Ese rastrero me toma por el brazo con mucha más fuerza de la necesaria, hincando sus dedos en mi precaria carne y me arrastra por los corredores y antes de llegar, lo presiento. Quiero huir, comienzo a gritar, mi voz suena ronca, desgarrada y tosca por la falta de uso e intento removerme pero me tiene firmemente agarrada. Para acallarme me da una bofetada y de mi boca comienza a manar un pequeño hilillo de sangre. Desde algún recóndito y desconocido lugar, seguramente del mismo donde se escondía la esperanza, mi fuerza se hace presente pero ya no menguada sino en forma desesperada. Rápidamente golpeo la parte más débil de mi adversario y éste, doblegándose de dolor me suelta pero no sin antes propinarme otro golpe en el rostro. Mi mal humor se hace presente, dejando atrás todo vestigio de sumisión y comienzo a maldecir a aquél desgraciado a la vez que continúo golpeándolo una y otra vez, enceguecida por la rabia, la necesidad de libertad pero, por sobre todo, el ansia de venganza.

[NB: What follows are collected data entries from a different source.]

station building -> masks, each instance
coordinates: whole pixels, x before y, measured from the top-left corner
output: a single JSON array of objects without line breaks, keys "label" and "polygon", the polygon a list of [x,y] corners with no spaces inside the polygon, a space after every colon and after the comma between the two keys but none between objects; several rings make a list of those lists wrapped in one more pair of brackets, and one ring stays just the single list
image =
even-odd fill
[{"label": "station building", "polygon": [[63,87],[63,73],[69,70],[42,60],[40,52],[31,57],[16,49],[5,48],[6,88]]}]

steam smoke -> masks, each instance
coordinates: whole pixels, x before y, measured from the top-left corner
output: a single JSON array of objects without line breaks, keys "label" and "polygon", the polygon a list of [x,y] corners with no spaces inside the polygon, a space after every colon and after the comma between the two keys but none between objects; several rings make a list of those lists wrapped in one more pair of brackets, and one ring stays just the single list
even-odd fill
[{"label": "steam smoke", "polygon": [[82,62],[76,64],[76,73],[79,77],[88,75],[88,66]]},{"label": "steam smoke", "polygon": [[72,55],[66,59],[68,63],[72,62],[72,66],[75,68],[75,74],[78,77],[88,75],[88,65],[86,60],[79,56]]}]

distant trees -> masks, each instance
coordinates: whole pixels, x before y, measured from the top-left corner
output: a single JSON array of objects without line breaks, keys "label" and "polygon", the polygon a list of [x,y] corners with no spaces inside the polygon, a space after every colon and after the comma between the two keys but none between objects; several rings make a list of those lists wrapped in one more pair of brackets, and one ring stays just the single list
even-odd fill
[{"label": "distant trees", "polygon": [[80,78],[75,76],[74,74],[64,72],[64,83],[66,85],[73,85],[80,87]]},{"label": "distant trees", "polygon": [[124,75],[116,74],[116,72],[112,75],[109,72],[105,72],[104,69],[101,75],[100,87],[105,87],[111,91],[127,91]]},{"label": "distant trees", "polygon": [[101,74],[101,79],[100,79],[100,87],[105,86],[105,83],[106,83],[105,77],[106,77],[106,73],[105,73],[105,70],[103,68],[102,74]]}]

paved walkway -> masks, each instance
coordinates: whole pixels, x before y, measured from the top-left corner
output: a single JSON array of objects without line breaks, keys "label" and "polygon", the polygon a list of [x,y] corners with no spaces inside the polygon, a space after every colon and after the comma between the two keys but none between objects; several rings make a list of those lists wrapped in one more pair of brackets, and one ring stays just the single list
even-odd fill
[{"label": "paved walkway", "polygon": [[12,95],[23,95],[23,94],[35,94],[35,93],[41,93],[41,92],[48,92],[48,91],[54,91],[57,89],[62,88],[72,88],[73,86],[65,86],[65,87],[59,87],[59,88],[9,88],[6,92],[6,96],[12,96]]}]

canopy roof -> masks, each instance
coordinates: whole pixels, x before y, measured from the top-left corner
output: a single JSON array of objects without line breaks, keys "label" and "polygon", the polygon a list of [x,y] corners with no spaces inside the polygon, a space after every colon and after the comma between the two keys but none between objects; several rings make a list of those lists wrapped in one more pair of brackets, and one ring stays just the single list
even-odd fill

Aquél infeliz había dejado ya de respirar y mis exhaustos brazos continuaron golpeándolo un par de veces más, hasta el cansancio, momento en el que me decidí a dejar ese cuerpo atrás e intentar conseguir mi objetivo: la huida. Corro silenciosamente por los pasillos, atenta a cualquier sonido que pudiera delatar la presencia de algún otro guardia. Al doblar a la esquina en uno de los tantos recodos del lugar, ya cerca de la puerta, el corazón se me cae a los pies. ¿Qué encontré? ¿Quién me aguardaba allí? Mi marido, el Dr. Morphine, hombre que me mantiene cautiva y de quien soy uno de sus conejillos para experimentos. Cayendo de rodillas ante su fantasmal figura me abandono a la desesperación y me veo arrastrada a una de las tantas salas de tortura donde, con suerte, un día me darán por muerta.
Este texto tiene alrededor de un año.